Seriously, will you ever look at another DEA agent on TV and not think of Walter White? Hank Schrader forever changed the landscape for future portrayals of DEA agents on TV. But what hasn’t changed is the very concept: what is a Drug Enforcement Agency? A special agency whose only job is to enforce laws associated with drugs? I mean there’s not a Corrupt Banking Enforcement Agency, right? Or, if there is, nobody knows about it because they have never actually enforced the law against any corrupt banker. One day in the future there may be a more memorable DEA agent on a TV show than Hank Schrader.
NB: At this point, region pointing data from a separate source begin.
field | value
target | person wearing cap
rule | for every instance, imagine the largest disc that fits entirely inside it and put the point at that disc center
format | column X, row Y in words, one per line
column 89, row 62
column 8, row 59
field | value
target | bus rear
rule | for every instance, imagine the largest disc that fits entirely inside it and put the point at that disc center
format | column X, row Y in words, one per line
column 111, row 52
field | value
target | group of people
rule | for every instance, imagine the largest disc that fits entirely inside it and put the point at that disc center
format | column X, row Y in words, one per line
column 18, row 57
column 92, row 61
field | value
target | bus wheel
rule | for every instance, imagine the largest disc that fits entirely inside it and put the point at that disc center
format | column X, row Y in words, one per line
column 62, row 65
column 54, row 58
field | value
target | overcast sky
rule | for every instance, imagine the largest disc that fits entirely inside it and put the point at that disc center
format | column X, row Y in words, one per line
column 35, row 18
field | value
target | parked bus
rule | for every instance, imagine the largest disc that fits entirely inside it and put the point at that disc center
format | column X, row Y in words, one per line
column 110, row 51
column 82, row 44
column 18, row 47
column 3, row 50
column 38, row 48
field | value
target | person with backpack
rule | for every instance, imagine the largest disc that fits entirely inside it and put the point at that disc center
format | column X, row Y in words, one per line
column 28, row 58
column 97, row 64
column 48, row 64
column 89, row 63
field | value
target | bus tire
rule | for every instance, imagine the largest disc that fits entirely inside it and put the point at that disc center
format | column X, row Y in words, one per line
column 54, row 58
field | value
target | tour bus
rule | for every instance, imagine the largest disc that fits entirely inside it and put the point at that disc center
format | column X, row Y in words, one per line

In the meantime, however, these other DEA agents are the closest we are likely to see.
DEA
Yeah, that’s right, America’s most bizarre law enforcement agency actually had an entire show devoted to its alleged “war on drugs.” “DEA” lasted almost a year in the early 1990s and was notable less for its cast of actors than for its incorporation of real life cases to lend authenticity. Apparently, America or the Fox Network had a pretty incestuous relationship with Columbia and Mexico and Afghanistan because the show chose to focus its own particular brand of “war on drugs” excitement on a vicious cartel headquartered in Ecuador. Even the addition of actual footage from news and the questionable insertion of very real surveillance video was not enough to tap into the viewer the way that “Breaking Bad” would be able to do with its less realistic and more operatic conveyance of DEA “reality” would do later on.
Painkiller Jane
“Painkiller Jane.” What a great name for a DEA agent. If you enjoy obvious irony, I mean. Kind of like “Honest” John Goodman for the name of the Chief of the LAPD. “Painkiller Jane” was not really about the Drug Enforcement Agency beyond the set-up for its premise about a renegade DEA agent who saw something she wasn’t supposed to but instead of being eliminated for knowing too much was recruited for knowing not enough. But if you penetrate into the comic book world that “Painkiller Jane” presents, you can see that it is clearly a metaphor for the “war on drugs” allegedly being fought by the DEA in real life. The drug users were the “neuros” who were endowed with superhuman abilities thanks to mutations. Kind of like the drug drug dealers who endow themselves with power that extends far beyond their intellect because a bunch of sub-humans can’t live without coke, meth and heroin. “Painkiller Jane” started out as a DEA agent and remained one through the short-lived series, regardless of what the synopsis tells you.
Pensacola: Wings of Gold
“Pensacola: Wings of Gold” was not actually about DEA agents. For that matter, it also had nothing to do with Pensacola. Not the real one. Heck, not even a fictional one that remotely resembled the Florida Panhandle town which gave the show its identity. And it is exactly that disconnect between reality and fiction that makes the DEA agents who occasionally show up on “Pensacola: Wings of Gold” so memorable. Pensacola is a military town through and through and the whole premise of the show was to tap into that reality, however fictionalized beyond recognition it may have been. And yet there was this little story arc that had the military working with the DEA to bringing down a South American drug lord. You could make an entire TV series showing how jurisdiction urinating contests between American military and law enforcement officials result in unrestricted growth of drug cartel influence. You could. But that’s one vision of the DEA you never will see on TV.